Neste 2020 sendo engolido por um inimigo mortal, busquei na itinerância desse tempo o simbolismo das estações além das mudanças climáticas. Nesse sentido, o ano fragmentado em temporadas lembra a muitos os ciclos da vida. Nessa associação, a Primavera (primeiro verão) é a representação da infância e da juventude. Veranum tempus é o Verão, o bom tempo; a maturidade jovem. Outono é o tempo da colheita, que lembra crescimento e transformação. Associa-se a ele a ideia de declínio, ocaso, daí a expressão “outono da vida” em referência ao envelhecimento do ser humano. O ciclo se completa com o Inverno, o tempo frio, do recolhimento. Em sentido figurado, a velhice.
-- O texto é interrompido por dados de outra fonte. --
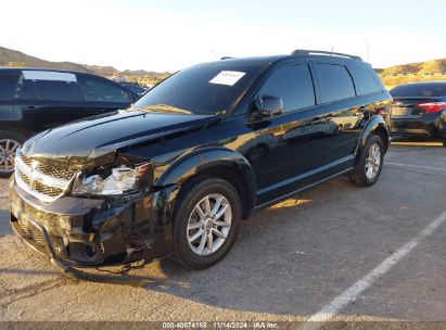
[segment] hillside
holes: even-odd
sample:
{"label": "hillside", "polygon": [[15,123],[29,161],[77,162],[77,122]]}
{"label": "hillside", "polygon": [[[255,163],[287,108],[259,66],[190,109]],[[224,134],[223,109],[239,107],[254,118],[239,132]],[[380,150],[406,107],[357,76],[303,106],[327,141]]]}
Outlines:
{"label": "hillside", "polygon": [[404,65],[395,65],[382,69],[380,74],[386,75],[439,75],[446,74],[446,59],[433,60]]}
{"label": "hillside", "polygon": [[101,76],[164,76],[166,73],[146,72],[143,69],[138,71],[124,71],[119,72],[113,66],[100,66],[100,65],[87,65],[73,62],[50,62],[34,58],[22,53],[16,50],[0,47],[0,66],[28,66],[28,67],[43,67],[43,68],[58,68],[80,71],[86,73],[92,73]]}

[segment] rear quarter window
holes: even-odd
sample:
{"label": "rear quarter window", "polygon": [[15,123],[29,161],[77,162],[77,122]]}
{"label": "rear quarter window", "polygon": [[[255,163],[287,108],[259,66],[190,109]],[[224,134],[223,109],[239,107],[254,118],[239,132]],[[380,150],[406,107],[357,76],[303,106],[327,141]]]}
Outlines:
{"label": "rear quarter window", "polygon": [[359,96],[383,91],[382,85],[378,81],[379,78],[371,69],[360,66],[349,66],[348,69],[353,75]]}
{"label": "rear quarter window", "polygon": [[21,100],[79,101],[76,76],[66,72],[23,71],[18,79]]}
{"label": "rear quarter window", "polygon": [[339,64],[316,64],[321,103],[355,97],[355,86],[347,68]]}
{"label": "rear quarter window", "polygon": [[79,87],[73,81],[35,80],[37,100],[79,101]]}
{"label": "rear quarter window", "polygon": [[284,112],[315,105],[315,90],[308,65],[279,67],[268,77],[259,94],[279,97],[283,102]]}
{"label": "rear quarter window", "polygon": [[446,97],[446,84],[407,84],[395,87],[391,94],[394,98],[441,98]]}
{"label": "rear quarter window", "polygon": [[93,76],[77,75],[86,101],[130,103],[130,96],[119,86]]}
{"label": "rear quarter window", "polygon": [[10,101],[17,97],[17,72],[0,72],[0,101]]}

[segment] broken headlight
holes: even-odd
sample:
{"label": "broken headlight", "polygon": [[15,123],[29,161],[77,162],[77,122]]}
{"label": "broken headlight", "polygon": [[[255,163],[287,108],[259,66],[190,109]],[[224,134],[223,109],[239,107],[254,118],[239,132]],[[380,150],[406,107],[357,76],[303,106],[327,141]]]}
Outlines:
{"label": "broken headlight", "polygon": [[77,177],[73,186],[75,195],[118,195],[137,191],[141,179],[145,176],[150,164],[133,168],[119,166],[107,172]]}

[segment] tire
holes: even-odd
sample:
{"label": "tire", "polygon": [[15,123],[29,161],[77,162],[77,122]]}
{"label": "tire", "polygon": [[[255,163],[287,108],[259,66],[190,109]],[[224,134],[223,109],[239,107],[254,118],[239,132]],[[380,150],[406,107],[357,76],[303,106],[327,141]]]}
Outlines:
{"label": "tire", "polygon": [[[377,154],[375,152],[379,152]],[[373,166],[372,158],[379,161],[379,164]],[[381,175],[384,161],[384,143],[379,136],[372,135],[366,142],[361,152],[358,165],[351,176],[352,181],[358,187],[373,186]],[[377,164],[377,163],[374,163]],[[370,172],[370,167],[372,170]]]}
{"label": "tire", "polygon": [[[218,178],[192,179],[184,185],[182,191],[183,193],[180,192],[174,214],[175,256],[189,268],[205,269],[222,259],[235,241],[242,215],[240,198],[230,183]],[[222,211],[222,207],[229,205],[226,207],[227,211],[217,219],[217,224],[224,223],[225,226],[215,225],[217,227],[211,227],[214,220],[203,215],[200,217],[196,207],[201,207],[206,216],[212,215],[212,213],[206,213],[206,198],[209,200],[209,208],[213,210],[219,196],[222,196],[224,200],[217,215]],[[203,219],[206,220],[203,221]],[[228,220],[230,223],[229,229]],[[222,236],[217,236],[215,230]],[[209,233],[212,237],[211,250]]]}
{"label": "tire", "polygon": [[0,178],[9,178],[14,173],[15,151],[22,147],[25,137],[14,131],[0,132]]}

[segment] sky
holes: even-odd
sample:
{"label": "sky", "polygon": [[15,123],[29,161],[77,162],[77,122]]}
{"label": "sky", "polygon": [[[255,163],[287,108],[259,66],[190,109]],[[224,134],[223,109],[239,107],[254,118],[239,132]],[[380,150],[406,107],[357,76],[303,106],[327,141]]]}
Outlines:
{"label": "sky", "polygon": [[221,56],[446,58],[446,0],[0,0],[0,46],[49,61],[175,72]]}

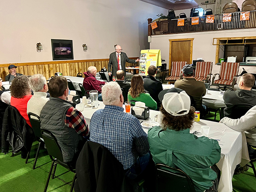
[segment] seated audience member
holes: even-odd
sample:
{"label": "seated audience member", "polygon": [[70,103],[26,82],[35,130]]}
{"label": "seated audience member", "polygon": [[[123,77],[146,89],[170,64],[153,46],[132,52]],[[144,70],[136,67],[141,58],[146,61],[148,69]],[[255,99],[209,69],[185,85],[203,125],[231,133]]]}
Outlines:
{"label": "seated audience member", "polygon": [[195,108],[190,106],[190,98],[184,91],[176,88],[164,90],[159,99],[161,126],[151,128],[148,132],[153,160],[156,163],[177,167],[185,172],[197,192],[217,191],[212,188],[218,189],[213,186],[219,175],[215,165],[221,157],[218,141],[189,133]]}
{"label": "seated audience member", "polygon": [[147,134],[137,118],[124,112],[123,97],[116,82],[105,85],[102,96],[105,106],[93,115],[90,140],[108,148],[122,164],[125,175],[134,179],[149,161]]}
{"label": "seated audience member", "polygon": [[175,87],[184,90],[194,100],[193,106],[196,111],[200,111],[200,117],[206,114],[206,106],[202,105],[202,97],[206,93],[205,85],[193,77],[194,70],[191,65],[186,65],[182,68],[183,79],[178,79],[174,84]]}
{"label": "seated audience member", "polygon": [[9,65],[9,67],[8,67],[8,70],[9,73],[6,76],[5,79],[6,81],[12,82],[14,78],[17,76],[22,75],[22,74],[18,73],[16,72],[16,68],[17,67],[13,64]]}
{"label": "seated audience member", "polygon": [[142,77],[136,74],[132,76],[131,81],[131,86],[128,93],[128,100],[140,101],[145,103],[146,106],[155,110],[157,108],[157,102],[150,96],[149,93],[145,93],[143,86]]}
{"label": "seated audience member", "polygon": [[12,96],[11,105],[17,109],[27,123],[32,127],[27,114],[28,102],[32,96],[29,81],[29,79],[26,76],[18,76],[13,79],[10,87]]}
{"label": "seated audience member", "polygon": [[255,78],[250,73],[245,73],[240,78],[238,83],[239,89],[236,90],[228,90],[223,96],[226,107],[224,116],[230,117],[232,108],[237,105],[256,105],[256,91],[251,89],[255,82]]}
{"label": "seated audience member", "polygon": [[75,167],[86,141],[84,137],[89,136],[89,128],[81,113],[66,101],[69,90],[67,79],[54,77],[48,86],[51,96],[41,111],[41,128],[53,134],[62,151],[64,162]]}
{"label": "seated audience member", "polygon": [[123,89],[127,96],[128,96],[129,90],[131,88],[131,83],[126,81],[124,81],[124,71],[122,70],[118,70],[116,71],[116,81],[120,85],[121,88]]}
{"label": "seated audience member", "polygon": [[240,119],[233,119],[225,117],[220,122],[224,123],[232,129],[244,131],[250,159],[256,159],[256,106],[250,109]]}
{"label": "seated audience member", "polygon": [[83,85],[85,90],[97,90],[99,93],[98,99],[102,101],[101,94],[102,88],[100,85],[105,84],[106,82],[96,79],[95,76],[97,73],[97,69],[94,66],[88,67],[87,72],[84,72],[84,79]]}
{"label": "seated audience member", "polygon": [[32,113],[40,116],[43,107],[48,100],[46,99],[48,85],[45,77],[41,74],[37,74],[29,78],[29,84],[34,94],[28,102],[27,113]]}
{"label": "seated audience member", "polygon": [[163,90],[162,83],[155,78],[157,71],[157,67],[154,65],[151,65],[148,68],[148,75],[143,79],[144,87],[145,90],[148,91],[151,97],[157,104],[157,107],[161,106],[161,102],[158,99],[158,94]]}

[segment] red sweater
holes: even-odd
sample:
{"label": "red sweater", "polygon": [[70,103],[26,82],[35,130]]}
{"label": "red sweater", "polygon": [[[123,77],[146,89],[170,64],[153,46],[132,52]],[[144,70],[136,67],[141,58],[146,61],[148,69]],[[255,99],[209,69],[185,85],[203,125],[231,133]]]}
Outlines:
{"label": "red sweater", "polygon": [[29,121],[29,116],[26,113],[26,109],[28,102],[32,96],[32,95],[28,95],[21,99],[15,98],[12,96],[11,97],[11,105],[15,107],[17,109],[20,115],[24,117],[27,123],[31,127],[32,127],[32,126]]}
{"label": "red sweater", "polygon": [[96,79],[93,75],[88,72],[84,73],[84,79],[83,85],[84,89],[87,90],[97,90],[99,93],[101,93],[101,88],[100,85],[105,84],[105,81],[101,81]]}

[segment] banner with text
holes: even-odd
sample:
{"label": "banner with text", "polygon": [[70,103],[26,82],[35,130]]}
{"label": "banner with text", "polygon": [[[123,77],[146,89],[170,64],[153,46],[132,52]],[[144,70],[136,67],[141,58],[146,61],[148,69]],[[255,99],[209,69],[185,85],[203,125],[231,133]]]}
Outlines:
{"label": "banner with text", "polygon": [[146,49],[140,51],[140,75],[148,75],[148,68],[150,65],[156,67],[161,65],[160,49]]}

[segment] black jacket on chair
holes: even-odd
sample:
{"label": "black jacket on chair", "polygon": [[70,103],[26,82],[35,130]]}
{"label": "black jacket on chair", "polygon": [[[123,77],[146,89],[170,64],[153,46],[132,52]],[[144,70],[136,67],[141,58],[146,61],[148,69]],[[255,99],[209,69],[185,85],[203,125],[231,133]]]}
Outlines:
{"label": "black jacket on chair", "polygon": [[104,146],[86,142],[76,162],[76,192],[120,192],[124,178],[122,165]]}
{"label": "black jacket on chair", "polygon": [[15,107],[7,107],[3,122],[2,152],[9,151],[9,144],[15,153],[19,152],[23,146],[27,151],[30,151],[34,137],[33,130]]}

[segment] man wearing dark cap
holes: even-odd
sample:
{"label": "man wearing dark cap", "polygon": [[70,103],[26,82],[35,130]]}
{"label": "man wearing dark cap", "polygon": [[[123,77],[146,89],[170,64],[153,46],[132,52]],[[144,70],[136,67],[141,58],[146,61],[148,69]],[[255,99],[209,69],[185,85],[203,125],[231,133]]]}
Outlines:
{"label": "man wearing dark cap", "polygon": [[196,192],[217,191],[221,157],[217,141],[189,133],[195,117],[190,99],[180,89],[162,91],[159,99],[161,126],[148,133],[149,151],[155,163],[178,168],[191,179]]}
{"label": "man wearing dark cap", "polygon": [[5,80],[6,81],[9,81],[10,82],[14,79],[17,76],[20,76],[23,74],[21,73],[18,73],[16,72],[16,68],[17,67],[15,66],[14,65],[10,65],[8,67],[8,70],[9,70],[9,74],[6,76]]}
{"label": "man wearing dark cap", "polygon": [[177,80],[174,86],[184,90],[192,98],[192,103],[196,111],[200,111],[200,117],[206,113],[206,107],[202,105],[202,97],[206,93],[205,86],[203,82],[198,81],[193,77],[194,70],[191,65],[186,65],[182,68],[183,79]]}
Com essa mesma significação conotativa se pergunta a alguém: quantas primaveras (quantos anos) você (geralmente, uma pessoa jovem) está completando (ou fazendo)? Ou nos referimos à mocidade como “a primavera da vida”. Dizer que “os janeiros pesam” é afirmar que os muitos anos vividos têm um custo.

De uns tempos pra cá, as estações andam decepcionando um pouco as pessoas porque nem sempre chegam com suas típicas manifestações. Com relação ao Inverno, por exemplo, já ouvi muita gente comentar que não temos mais aquele frio de doer. Pelo menos em nossa cidade, essa constatação – ou seria uma sensação? – parece verdadeira. Lembro-me especialmente do rigoroso inverno de 1974. Era ano de Copa do Mundo, na Alemanha Ocidental (hoje, apenas Alemanha, pelo processo de reunificação das 2 Alemanhas – Ocidental e Oriental). Em casa, reunidos e cheios de agasalhos, aguardávamos diante da tevê um determinado jogo do Brasil. Aí chegou o tio Celso para se juntar a nós. O casaco que ele usava – pesadão, compridão, de pura lã – é o “termômetro” que tenho na lembrança daquela tarde gelada.

E o que dizer das inúmeras Semanas Santas de antes, especialmente das Procissões do Depósito e do Enterro? Certamente, muito fervorosas pela fé dos acompanhantes, mas desafiantes pelo frio cortante daquelas noites. O mesmo frio potencializado pelo vento, ambos misturados e sentidos com força pelos destemidos que se aventuravam a contornar a “Distribuidora”, antiga fornecedora de luz situada na esquina onde foi construída a casa do Dr. Paulo (médico). Quanto às temporadas de verão, dificilmente se podia sair de casa à noite sem levar um leve agasalho que fosse. Mais tarde batia uma brisa, contávamos com isso. Ventilador e ar-condicionado em Resende Costa? Pra quê?

Vivemos agora outros tempos. Compreensivelmente, em total desconforto com toda essa realidade da pandemia que vem nos consumindo. Estranhamente, o futuro é o lugar onde já gostaríamos de estar. O tempo presente é de espera. Até quando? Como saber? Achar que tudo se resolverá logo com uma vacina segura e eficaz contra a Covid-19 é simplismo. Que haja espera em nossos dias por boas e esperançosas notícias. Mas, acima de tudo e apesar de tudo, que haja tempo em nossos dias para simples e necessárias alegrias.